One place he hasn’t stopped in on lately is the failed state he created out of what was once Iraq. Whereas they managed to drop his wife into a section of Afghanistan that wasn’t blowing up long enough for her to say how sweet it is there, no surprise visit to Baghdad was conjured for junior himself. It’s almost as though they don’t want to draw too much attention to the conflict; that people are now focused on other difficulties closer to home, and that’s the way they like it. They can pursue their deeply unpopular (on both sides of the ocean) agenda without undue scrutiny, such as their status of forces agreement that would essentially authorize permanent U.S. bases in Iraq, with highly favorable terms towards American defense contractors.
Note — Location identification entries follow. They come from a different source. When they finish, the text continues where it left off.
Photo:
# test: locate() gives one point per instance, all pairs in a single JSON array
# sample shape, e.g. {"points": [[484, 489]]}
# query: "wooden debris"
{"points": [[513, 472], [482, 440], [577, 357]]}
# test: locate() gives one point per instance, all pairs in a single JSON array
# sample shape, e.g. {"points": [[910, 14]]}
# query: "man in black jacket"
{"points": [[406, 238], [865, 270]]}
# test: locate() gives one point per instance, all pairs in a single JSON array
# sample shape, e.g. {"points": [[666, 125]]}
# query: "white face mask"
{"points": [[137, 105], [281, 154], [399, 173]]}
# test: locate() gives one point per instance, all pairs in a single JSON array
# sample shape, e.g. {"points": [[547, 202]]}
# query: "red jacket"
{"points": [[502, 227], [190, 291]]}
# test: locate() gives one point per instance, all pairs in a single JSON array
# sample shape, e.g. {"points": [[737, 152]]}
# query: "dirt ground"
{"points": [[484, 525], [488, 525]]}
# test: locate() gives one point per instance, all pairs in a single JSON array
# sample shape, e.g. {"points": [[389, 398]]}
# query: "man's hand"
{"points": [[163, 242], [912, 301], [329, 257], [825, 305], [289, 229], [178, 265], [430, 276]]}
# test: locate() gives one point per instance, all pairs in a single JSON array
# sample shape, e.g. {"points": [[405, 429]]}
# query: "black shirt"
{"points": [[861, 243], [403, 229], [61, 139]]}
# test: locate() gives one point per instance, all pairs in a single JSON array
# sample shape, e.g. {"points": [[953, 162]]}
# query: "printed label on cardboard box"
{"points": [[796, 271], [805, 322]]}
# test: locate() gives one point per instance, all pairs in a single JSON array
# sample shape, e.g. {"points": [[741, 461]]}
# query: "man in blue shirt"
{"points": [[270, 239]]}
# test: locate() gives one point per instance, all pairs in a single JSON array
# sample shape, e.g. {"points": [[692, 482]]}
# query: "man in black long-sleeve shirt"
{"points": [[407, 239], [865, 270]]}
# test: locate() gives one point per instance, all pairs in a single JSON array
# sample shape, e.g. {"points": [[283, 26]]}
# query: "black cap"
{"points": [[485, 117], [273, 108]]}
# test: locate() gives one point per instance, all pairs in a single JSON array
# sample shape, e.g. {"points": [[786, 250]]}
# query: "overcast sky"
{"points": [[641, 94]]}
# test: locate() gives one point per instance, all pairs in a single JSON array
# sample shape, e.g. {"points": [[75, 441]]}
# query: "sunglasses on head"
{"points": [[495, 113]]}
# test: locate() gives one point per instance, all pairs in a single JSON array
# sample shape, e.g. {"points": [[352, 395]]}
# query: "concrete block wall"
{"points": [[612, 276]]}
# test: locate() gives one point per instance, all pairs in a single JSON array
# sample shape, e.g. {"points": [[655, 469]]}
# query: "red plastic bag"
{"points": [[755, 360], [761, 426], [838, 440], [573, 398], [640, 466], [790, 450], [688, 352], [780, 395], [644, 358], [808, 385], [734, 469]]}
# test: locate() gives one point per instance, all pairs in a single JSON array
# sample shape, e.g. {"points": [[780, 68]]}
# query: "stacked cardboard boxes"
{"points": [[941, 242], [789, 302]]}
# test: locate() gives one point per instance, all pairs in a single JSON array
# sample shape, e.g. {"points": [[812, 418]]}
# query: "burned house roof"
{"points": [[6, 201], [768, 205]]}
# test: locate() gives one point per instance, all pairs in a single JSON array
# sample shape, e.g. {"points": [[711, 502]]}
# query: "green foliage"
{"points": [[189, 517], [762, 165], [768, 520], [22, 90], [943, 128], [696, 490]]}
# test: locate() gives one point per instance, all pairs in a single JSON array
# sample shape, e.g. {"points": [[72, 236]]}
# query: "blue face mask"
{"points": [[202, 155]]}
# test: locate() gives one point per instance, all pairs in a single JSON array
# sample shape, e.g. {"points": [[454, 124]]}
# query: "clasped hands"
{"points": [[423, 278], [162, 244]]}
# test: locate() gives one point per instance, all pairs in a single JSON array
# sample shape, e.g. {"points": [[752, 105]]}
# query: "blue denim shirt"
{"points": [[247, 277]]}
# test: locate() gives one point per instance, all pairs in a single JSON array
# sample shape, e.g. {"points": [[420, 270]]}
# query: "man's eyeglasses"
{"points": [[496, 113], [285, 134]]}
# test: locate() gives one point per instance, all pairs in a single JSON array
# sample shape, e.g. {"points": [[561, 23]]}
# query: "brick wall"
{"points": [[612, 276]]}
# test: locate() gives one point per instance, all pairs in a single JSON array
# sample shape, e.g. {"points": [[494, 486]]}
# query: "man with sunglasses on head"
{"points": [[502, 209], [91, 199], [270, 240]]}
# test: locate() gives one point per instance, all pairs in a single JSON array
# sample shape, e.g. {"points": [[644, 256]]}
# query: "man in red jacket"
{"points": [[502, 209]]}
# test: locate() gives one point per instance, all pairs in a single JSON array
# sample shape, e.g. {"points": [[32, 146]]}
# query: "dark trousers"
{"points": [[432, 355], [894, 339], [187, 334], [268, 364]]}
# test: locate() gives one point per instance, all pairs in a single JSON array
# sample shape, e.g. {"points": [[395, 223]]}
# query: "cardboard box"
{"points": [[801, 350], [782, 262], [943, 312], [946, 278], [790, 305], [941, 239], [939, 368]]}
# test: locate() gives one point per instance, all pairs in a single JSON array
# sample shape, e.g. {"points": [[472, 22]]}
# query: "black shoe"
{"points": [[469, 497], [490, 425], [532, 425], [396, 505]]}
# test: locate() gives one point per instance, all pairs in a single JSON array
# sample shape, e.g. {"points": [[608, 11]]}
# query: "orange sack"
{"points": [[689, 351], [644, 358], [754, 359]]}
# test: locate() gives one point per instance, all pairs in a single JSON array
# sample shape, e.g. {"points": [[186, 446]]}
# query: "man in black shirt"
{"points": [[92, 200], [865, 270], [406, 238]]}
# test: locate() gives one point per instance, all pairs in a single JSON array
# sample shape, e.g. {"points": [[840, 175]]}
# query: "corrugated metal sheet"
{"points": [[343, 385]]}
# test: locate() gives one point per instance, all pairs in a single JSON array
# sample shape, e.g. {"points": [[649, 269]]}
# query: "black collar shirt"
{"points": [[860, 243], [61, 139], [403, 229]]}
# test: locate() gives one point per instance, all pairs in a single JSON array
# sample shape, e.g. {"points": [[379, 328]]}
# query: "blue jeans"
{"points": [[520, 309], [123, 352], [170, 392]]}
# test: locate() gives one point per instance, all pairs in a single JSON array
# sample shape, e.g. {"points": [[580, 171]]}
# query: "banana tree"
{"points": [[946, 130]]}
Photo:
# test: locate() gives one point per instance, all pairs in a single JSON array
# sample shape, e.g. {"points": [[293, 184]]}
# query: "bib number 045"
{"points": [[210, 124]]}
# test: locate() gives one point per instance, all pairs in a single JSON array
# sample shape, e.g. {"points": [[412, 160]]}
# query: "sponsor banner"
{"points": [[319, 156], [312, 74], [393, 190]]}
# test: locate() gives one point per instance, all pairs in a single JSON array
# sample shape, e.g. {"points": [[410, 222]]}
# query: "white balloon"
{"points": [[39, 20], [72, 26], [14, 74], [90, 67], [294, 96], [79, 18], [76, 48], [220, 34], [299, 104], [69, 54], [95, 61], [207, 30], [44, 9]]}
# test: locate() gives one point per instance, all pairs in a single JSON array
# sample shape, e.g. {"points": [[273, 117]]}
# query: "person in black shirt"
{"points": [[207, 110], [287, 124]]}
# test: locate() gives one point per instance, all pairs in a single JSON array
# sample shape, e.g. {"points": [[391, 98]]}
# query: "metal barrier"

They’re probably hoping we won’t be thinking about that when we march into the voting booth – that we’ll instead be obsessing over Obama’s ex-preacher for his persistent blackness, or pondering how Cindy-Lou McCain looks like a refugee from Petticoat Junction (at least when she’s visiting the heartland).
Bush did spare a half-hour or so to play consoler-in-chief in the flood ravaged mid-west. (“You’ll come back better,” he reportedly told some Iowans – don’t know about them, but I was certainly scratching my head over that one.) If nothing else, he’s becoming the master of disaster; a kind of political Irwin Allen. It’s almost as if things were just waiting for him to arrive before they started totally falling apart. (Some things, of course, took a little coaxing.) Hell, even his “success stories” are disasters. More U.S. soldiers are dying in Afghanistan, for instance, than in Iraq. And while they are portraying Iraq as quiet and safe, it is still too dangerous for any of the 4.5 million refugees to return home, as Amnesty International has pointed out. For many, there are no homes to go to. They brought about a Bosnian-style ethnic cleansing, and now that it’s over, they call it success. Except that we can’t leave… because it’s not over. Got all that?
I’ve said it before – we’re not staying in Iraq to achieve some lofty goal. They’re merely inventing lofty goals because they intend to stay. That was always the intention, and so it remains. So wherever Bush goes from now on, he’ll always be in Iraq… and if we do nothing to stop it, so will we.